Since you indicate expecting 0xCC bytes, I'm assuming you're running on x86 hardware, as the int3 opcode is 0xCC. x86 processors have a set of debug registers DR0-DR3, where you can program the address of data to cause a breakpoint exception. DR7 is a bitfield which controls the behavior of the breakpoints, and DR6 indicates the status.

The debug registers can only be read/written from Ring 0 (kernel mode). That means that the kernel manages these registers for you (via the ptrace API, I believe.)

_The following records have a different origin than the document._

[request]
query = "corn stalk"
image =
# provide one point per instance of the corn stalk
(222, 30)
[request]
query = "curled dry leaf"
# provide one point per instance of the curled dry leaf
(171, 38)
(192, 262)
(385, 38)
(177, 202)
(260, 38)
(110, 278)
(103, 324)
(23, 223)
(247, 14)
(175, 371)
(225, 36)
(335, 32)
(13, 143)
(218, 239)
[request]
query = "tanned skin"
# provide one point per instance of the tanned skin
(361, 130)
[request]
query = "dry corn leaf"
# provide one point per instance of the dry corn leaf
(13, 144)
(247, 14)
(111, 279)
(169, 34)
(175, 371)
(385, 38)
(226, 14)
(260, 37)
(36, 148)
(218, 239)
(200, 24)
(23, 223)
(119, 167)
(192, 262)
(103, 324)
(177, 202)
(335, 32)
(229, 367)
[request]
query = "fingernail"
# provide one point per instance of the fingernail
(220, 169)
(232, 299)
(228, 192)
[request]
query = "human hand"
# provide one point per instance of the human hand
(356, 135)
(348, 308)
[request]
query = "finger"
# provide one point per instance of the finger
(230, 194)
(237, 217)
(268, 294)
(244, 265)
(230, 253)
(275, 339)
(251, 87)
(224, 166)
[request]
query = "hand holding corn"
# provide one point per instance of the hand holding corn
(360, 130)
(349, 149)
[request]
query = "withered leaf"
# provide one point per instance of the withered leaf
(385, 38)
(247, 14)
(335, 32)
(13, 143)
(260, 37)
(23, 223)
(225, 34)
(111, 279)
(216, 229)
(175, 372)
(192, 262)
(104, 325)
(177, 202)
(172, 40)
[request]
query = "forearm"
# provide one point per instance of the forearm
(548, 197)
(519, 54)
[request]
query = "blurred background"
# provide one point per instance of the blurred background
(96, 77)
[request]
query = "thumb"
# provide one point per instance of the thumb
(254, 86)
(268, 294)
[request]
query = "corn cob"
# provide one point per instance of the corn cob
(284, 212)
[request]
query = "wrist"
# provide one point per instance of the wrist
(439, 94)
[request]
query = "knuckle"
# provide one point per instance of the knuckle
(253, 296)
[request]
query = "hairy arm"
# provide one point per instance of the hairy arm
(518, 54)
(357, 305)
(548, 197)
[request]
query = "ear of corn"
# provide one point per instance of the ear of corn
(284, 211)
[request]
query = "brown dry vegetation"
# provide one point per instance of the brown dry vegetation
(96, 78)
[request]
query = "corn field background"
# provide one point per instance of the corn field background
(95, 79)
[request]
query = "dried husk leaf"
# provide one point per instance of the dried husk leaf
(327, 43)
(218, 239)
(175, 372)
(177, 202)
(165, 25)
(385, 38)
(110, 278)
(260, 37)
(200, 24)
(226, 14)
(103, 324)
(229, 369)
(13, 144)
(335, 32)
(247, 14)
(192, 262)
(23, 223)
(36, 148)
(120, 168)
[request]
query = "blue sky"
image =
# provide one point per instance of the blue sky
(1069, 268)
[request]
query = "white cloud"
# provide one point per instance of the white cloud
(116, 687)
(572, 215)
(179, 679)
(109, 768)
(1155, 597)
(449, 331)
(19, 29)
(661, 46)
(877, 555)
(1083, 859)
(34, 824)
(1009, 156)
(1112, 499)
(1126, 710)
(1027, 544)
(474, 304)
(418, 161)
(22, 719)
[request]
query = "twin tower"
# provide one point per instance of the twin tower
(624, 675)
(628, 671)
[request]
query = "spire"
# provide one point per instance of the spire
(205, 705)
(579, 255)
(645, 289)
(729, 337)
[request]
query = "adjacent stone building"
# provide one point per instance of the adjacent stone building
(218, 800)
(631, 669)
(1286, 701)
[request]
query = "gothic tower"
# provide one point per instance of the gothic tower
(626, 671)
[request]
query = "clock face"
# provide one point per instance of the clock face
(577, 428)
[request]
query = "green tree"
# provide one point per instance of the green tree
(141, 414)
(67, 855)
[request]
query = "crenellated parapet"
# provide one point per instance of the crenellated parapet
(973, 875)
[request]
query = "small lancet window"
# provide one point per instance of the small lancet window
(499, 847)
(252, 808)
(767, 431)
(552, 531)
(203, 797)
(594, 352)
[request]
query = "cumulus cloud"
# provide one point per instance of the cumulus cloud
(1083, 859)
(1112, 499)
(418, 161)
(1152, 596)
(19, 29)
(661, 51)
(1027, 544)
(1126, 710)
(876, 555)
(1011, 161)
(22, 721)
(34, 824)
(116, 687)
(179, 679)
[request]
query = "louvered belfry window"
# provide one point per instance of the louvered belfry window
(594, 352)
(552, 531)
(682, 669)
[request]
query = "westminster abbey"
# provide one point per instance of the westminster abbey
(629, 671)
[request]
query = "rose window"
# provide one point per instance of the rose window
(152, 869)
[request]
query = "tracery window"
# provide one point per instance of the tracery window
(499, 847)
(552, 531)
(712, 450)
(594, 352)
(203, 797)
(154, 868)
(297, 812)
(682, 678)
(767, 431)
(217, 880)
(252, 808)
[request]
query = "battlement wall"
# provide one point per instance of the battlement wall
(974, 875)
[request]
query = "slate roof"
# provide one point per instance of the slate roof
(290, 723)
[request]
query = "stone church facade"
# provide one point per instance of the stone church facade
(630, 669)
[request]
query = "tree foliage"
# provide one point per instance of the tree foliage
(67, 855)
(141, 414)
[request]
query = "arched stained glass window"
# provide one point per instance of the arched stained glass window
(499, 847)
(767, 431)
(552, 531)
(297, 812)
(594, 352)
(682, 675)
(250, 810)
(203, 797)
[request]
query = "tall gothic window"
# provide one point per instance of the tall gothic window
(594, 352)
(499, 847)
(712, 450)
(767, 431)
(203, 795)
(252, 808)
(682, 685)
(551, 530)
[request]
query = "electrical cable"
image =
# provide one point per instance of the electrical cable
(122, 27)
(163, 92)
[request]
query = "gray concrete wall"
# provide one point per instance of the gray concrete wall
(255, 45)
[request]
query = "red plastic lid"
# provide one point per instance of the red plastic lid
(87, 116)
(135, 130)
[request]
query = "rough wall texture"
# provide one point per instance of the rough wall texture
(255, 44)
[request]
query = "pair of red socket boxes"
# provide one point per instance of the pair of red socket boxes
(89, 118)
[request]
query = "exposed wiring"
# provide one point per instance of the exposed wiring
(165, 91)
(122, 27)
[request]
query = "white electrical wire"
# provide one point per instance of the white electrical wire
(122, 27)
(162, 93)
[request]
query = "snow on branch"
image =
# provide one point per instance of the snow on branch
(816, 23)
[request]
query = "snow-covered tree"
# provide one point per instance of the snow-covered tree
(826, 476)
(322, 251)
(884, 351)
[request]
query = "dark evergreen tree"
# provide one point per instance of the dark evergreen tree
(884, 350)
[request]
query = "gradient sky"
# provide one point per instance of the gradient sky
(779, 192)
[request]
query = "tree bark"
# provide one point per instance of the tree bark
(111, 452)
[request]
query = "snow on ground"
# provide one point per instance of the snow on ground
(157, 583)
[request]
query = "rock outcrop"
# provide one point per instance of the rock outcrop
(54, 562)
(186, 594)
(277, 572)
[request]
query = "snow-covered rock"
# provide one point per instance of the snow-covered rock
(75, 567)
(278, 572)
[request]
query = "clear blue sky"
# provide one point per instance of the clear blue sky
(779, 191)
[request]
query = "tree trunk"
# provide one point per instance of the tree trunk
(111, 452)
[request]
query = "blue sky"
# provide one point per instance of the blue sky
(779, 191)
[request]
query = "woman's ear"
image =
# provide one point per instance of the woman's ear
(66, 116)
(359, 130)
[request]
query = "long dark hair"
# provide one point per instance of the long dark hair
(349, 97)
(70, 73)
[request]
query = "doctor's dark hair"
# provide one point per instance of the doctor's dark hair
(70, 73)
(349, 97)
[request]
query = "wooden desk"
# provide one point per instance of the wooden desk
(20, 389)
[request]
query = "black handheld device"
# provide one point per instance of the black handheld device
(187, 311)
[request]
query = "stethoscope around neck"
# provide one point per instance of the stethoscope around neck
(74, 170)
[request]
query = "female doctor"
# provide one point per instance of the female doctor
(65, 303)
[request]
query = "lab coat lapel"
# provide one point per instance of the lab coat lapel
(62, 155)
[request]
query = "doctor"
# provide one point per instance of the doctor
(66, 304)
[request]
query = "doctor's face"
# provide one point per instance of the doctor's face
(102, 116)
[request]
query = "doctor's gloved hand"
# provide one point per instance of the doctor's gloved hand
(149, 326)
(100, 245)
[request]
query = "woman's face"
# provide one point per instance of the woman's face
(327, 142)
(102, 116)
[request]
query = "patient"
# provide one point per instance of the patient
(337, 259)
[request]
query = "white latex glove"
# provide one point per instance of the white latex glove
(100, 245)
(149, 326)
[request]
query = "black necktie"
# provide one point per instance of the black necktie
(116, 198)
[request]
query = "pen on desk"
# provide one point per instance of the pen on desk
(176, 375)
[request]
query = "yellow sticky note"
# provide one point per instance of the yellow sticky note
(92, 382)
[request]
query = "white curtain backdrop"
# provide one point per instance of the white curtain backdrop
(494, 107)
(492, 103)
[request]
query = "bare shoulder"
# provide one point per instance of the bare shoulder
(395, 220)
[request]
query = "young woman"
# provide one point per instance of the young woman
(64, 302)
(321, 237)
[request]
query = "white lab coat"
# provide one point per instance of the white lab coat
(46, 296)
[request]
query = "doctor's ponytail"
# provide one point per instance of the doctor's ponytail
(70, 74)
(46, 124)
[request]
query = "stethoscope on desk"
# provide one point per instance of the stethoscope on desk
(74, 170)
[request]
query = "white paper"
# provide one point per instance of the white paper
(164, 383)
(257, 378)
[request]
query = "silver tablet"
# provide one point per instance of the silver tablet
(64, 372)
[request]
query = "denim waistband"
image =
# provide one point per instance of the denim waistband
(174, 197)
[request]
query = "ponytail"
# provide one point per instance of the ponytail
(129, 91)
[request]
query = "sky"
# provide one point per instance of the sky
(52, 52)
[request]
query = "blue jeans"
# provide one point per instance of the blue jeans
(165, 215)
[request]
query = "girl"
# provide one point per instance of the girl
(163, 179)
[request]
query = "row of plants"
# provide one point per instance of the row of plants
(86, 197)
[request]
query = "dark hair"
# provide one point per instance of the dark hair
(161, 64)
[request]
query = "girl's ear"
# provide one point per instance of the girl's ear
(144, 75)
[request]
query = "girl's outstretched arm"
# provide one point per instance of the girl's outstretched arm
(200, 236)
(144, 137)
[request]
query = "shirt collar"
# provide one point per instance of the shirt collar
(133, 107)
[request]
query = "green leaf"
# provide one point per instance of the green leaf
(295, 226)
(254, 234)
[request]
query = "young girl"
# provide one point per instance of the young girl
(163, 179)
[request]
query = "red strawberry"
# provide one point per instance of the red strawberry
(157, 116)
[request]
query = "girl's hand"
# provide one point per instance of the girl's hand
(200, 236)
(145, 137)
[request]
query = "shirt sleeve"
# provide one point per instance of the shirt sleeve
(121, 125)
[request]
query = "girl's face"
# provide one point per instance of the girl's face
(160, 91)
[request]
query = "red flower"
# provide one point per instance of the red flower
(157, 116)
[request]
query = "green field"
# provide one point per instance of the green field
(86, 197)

However, for the sake of anti-debugging, all hope is not lost! On Windows, the GetThreadContext API allows you to get (a copy) of the CONTEXT for a (stopped) thread. This structure includes the contents of the DRx registers. This question is about how to implement the same on Linux.

2
votes

This may also be a white lie that GDB is telling you... there may be a breakpoint there in RAM but GDB has noted what was there beforehand (so it can restore it later) and is showing you that, instead of the true contents of RAM.

Of course, it could also be using Hardware Breakpoints, which is a facility available on some processors. Setting h/w breakpoints is done by telling the processor the address it should watch out for (and trigger a breakpoint interrupt if it gets hit by the program counter while executing code).